Uitspraak
GERECHTSHOF ARNHEM-LEEUWARDEN
verder te noemen: de vader,
Gerechtshof Arnhem-Leeuwarden
In deze zaak heeft het Gerechtshof Arnhem-Leeuwarden op 11 april 2024 uitspraak gedaan in hoger beroep over een zorgregeling voor twee minderjarigen, die onder toezicht zijn gesteld. De moeder, verzoekster in hoger beroep, heeft bezwaar gemaakt tegen de eerder door de rechtbank Gelderland vastgestelde zorgregeling, die minimaal eens per twee weken begeleid contact met de kinderen toestond. De moeder verzocht om een ruimere omgangsregeling, waarbij de kinderen gedeeltelijk onder begeleiding bij haar thuis zouden verblijven van vrijdag tot en met zondag. De gecertificeerde instelling (GI), Stichting Jeugdbescherming Gelderland, heeft verweer gevoerd en gevraagd om bekrachtiging van de bestreden beschikking.
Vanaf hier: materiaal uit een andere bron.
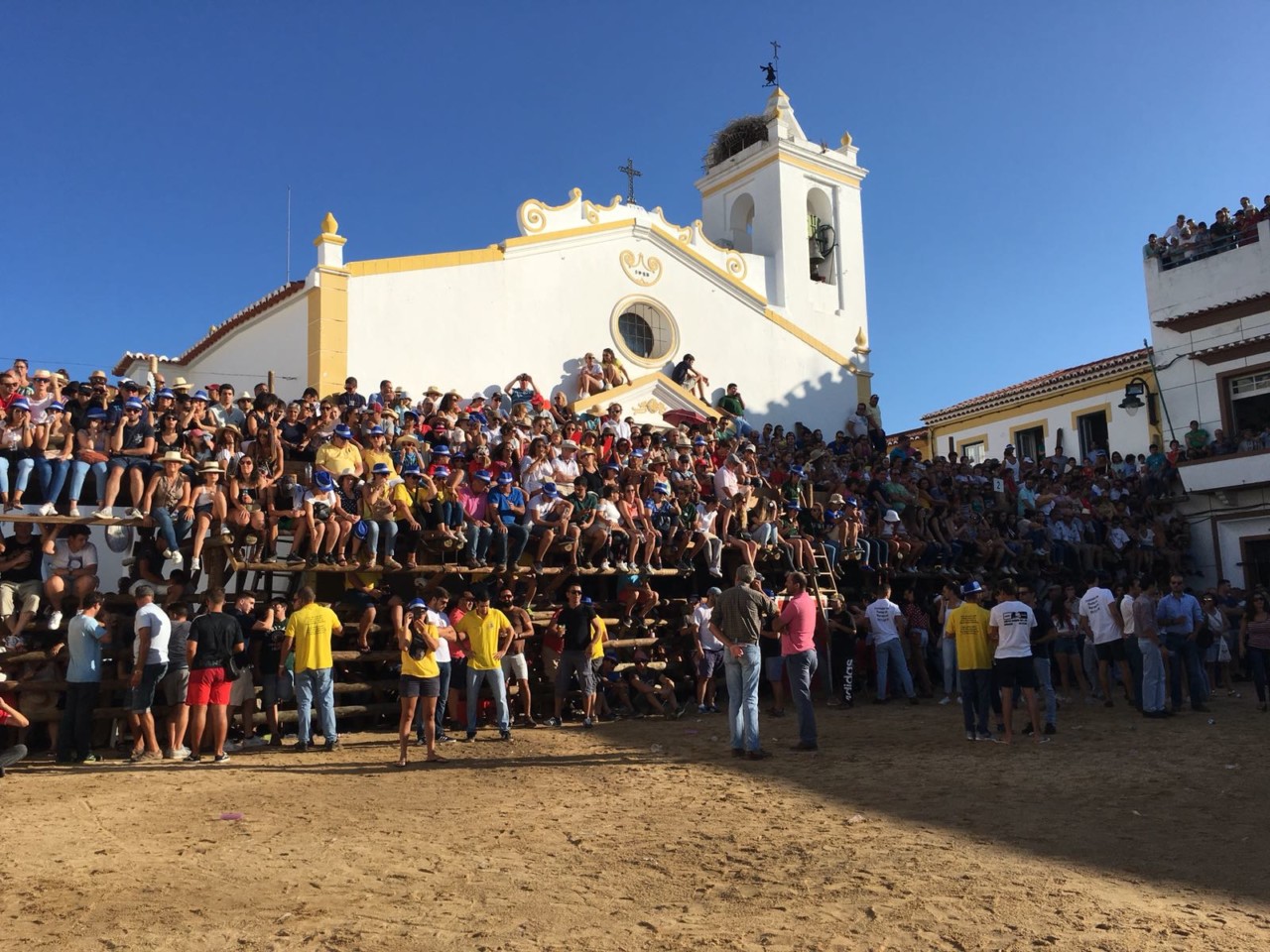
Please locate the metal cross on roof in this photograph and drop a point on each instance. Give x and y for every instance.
(631, 175)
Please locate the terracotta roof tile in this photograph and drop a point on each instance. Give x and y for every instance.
(1046, 384)
(221, 330)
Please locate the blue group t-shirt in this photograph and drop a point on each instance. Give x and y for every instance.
(504, 500)
(84, 647)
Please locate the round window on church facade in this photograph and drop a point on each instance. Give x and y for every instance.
(644, 331)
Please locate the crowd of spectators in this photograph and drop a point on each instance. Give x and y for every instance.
(1187, 240)
(368, 483)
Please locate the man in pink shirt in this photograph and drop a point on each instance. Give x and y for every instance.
(797, 627)
(474, 498)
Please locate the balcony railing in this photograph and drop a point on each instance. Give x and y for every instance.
(1225, 472)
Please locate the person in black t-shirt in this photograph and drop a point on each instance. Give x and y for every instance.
(131, 444)
(579, 631)
(213, 638)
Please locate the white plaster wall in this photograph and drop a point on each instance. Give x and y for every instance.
(545, 304)
(276, 340)
(1191, 386)
(1125, 433)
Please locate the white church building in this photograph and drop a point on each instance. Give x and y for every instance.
(766, 290)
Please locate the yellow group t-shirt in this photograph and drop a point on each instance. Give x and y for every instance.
(969, 625)
(310, 630)
(598, 651)
(334, 460)
(423, 666)
(483, 636)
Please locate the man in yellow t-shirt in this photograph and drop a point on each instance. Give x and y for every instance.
(310, 630)
(340, 453)
(488, 634)
(968, 625)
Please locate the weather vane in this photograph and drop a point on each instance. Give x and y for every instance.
(772, 68)
(631, 175)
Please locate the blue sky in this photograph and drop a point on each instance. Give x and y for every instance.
(1019, 154)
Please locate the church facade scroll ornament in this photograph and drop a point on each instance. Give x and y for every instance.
(644, 271)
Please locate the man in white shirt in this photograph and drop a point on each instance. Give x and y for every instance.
(151, 629)
(885, 624)
(1010, 625)
(436, 615)
(1102, 622)
(707, 653)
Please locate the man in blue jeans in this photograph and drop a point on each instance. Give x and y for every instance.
(1180, 619)
(797, 627)
(739, 616)
(506, 511)
(885, 625)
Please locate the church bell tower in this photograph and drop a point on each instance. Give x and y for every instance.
(770, 190)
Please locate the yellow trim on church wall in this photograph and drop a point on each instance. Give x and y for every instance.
(327, 331)
(570, 232)
(785, 324)
(417, 263)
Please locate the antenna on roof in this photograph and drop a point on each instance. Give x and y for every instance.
(289, 236)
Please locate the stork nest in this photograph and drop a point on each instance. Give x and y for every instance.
(737, 135)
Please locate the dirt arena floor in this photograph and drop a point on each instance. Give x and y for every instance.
(898, 834)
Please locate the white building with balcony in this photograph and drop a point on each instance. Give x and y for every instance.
(1210, 334)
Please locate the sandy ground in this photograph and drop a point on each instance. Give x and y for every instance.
(1121, 834)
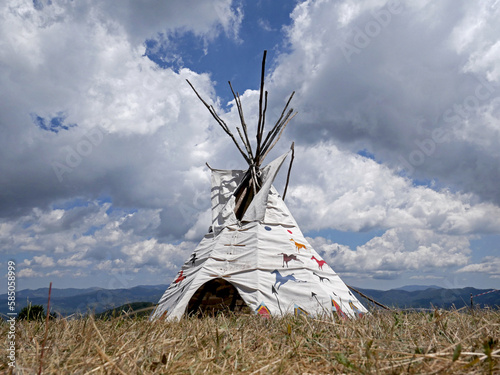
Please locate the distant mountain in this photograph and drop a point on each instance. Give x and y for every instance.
(414, 288)
(130, 309)
(98, 300)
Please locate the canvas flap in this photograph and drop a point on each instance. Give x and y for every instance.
(224, 183)
(257, 209)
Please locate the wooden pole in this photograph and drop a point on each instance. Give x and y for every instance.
(289, 169)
Het hof heeft de feiten en het verloop van de procedure in eerste aanleg en hoger beroep in overweging genomen. De ouders van de kinderen hebben gezamenlijk het gezag, maar er zijn zorgen over de thuissituatie en het middelengebruik van de moeder. De kinderen zijn sinds november 2022 onder toezicht gesteld en zijn tijdelijk uit huis geplaatst. De rechtbank heeft eerder besloten dat de GI de zorgregeling zou bepalen, en het hof heeft deze beslissing bevestigd. Het hof oordeelde dat de zorgen over de ouders nog steeds aanwezig zijn en dat de moeder niet heeft aangetoond dat haar situatie stabiel is. Daarom is het verzoek van de moeder om de zorgregeling uit te breiden afgewezen en is de eerdere beschikking van de rechtbank bekrachtigd.